So, how do you remove sewn on patches? Removing sewn on patches often requires the use of a seam ripper. You will have to go under each thread and break it down with the seam ripper, eventually removing the patch. The tricky part comes in if the patch is also ironed on, which many are, but there are methods you can use to remove it.
Removing a sewn on patch from clothing is not as easy as it would seem. The threads attaching it to your piece of clothing may leave holes in the fabric, and it is quite easy to tear your fabric with a seam ripper if you move too quickly and aren’t careful.
Read on to learn about all of the ways you can remove a sewn on patch!
The Tools You Need to Remove a Sewn On Patch
A handy sewing kit will have many of the tools you need for removing sewn on patches, but learn a little but more about the tools you should have on hand:
- A seam ripper: The main function of this handy tool is to tear or rip out stitches, as the name would imply.

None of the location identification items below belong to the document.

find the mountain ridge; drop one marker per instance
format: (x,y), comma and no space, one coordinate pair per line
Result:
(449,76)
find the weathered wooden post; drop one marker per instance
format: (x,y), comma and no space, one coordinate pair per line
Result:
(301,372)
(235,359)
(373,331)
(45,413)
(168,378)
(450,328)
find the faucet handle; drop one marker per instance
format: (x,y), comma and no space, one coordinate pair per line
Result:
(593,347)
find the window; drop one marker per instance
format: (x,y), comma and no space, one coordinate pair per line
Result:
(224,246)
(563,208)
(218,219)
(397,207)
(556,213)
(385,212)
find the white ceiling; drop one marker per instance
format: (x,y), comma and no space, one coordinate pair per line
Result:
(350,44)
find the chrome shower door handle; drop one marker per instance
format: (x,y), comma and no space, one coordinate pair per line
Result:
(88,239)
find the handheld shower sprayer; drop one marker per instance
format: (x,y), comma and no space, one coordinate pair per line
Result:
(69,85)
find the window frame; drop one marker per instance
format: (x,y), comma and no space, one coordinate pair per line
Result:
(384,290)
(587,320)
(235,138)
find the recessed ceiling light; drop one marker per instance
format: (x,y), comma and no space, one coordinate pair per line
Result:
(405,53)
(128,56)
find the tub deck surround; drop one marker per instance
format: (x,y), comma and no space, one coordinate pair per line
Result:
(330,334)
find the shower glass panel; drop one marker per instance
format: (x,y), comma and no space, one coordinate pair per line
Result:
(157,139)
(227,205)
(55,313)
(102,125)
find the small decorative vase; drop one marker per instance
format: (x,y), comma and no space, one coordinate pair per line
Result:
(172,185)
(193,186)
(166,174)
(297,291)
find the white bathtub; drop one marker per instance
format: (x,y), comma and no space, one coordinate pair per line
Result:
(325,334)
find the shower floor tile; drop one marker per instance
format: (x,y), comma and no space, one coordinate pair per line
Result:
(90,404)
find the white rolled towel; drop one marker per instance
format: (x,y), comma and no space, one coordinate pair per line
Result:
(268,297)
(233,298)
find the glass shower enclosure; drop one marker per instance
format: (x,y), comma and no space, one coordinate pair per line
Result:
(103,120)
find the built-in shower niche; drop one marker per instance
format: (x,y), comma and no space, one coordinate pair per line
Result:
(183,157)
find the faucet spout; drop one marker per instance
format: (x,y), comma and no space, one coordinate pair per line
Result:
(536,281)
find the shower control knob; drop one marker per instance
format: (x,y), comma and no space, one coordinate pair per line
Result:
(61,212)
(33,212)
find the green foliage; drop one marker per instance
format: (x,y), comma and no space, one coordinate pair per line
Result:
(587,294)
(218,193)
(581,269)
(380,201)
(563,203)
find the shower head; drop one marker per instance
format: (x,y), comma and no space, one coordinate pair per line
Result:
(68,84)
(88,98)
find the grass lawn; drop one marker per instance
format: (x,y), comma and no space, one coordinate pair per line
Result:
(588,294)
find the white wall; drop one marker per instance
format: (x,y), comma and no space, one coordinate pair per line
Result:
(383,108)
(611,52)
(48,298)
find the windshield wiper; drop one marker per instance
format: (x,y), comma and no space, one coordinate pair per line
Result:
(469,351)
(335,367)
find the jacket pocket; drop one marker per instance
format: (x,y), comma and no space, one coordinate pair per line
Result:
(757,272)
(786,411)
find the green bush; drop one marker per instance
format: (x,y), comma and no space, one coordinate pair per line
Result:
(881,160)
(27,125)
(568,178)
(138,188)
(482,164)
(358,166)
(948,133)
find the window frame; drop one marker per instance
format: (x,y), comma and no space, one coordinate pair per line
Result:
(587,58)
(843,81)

The general design is a plastic or rubber handle and a metal head that is forked and has a sharp point.
- You slide the tip of the metal head under stitched threads and carefully tear them out. You will need it to remove your sewn on patch or a piece of embroidery you no longer want on your cloth.
- A pair of tweezers: These are used to pick up and pull out threads when you are removing your sewn on patch. Their fine tipped point is helpful to grasp torn threads to tug them out, sparing your fingers from developing a cramp.
- A pair of scissors: A good pair of sewing/embroidery scissors is useful for cutting threads as you go.
- A magnifying glass: While this might not be in your sewing kit already, they’re incredibly helpful to have on hand for craft projects that involve fine techniques. You can use them to magnify areas where you are working and help you identify what stitches to pull out.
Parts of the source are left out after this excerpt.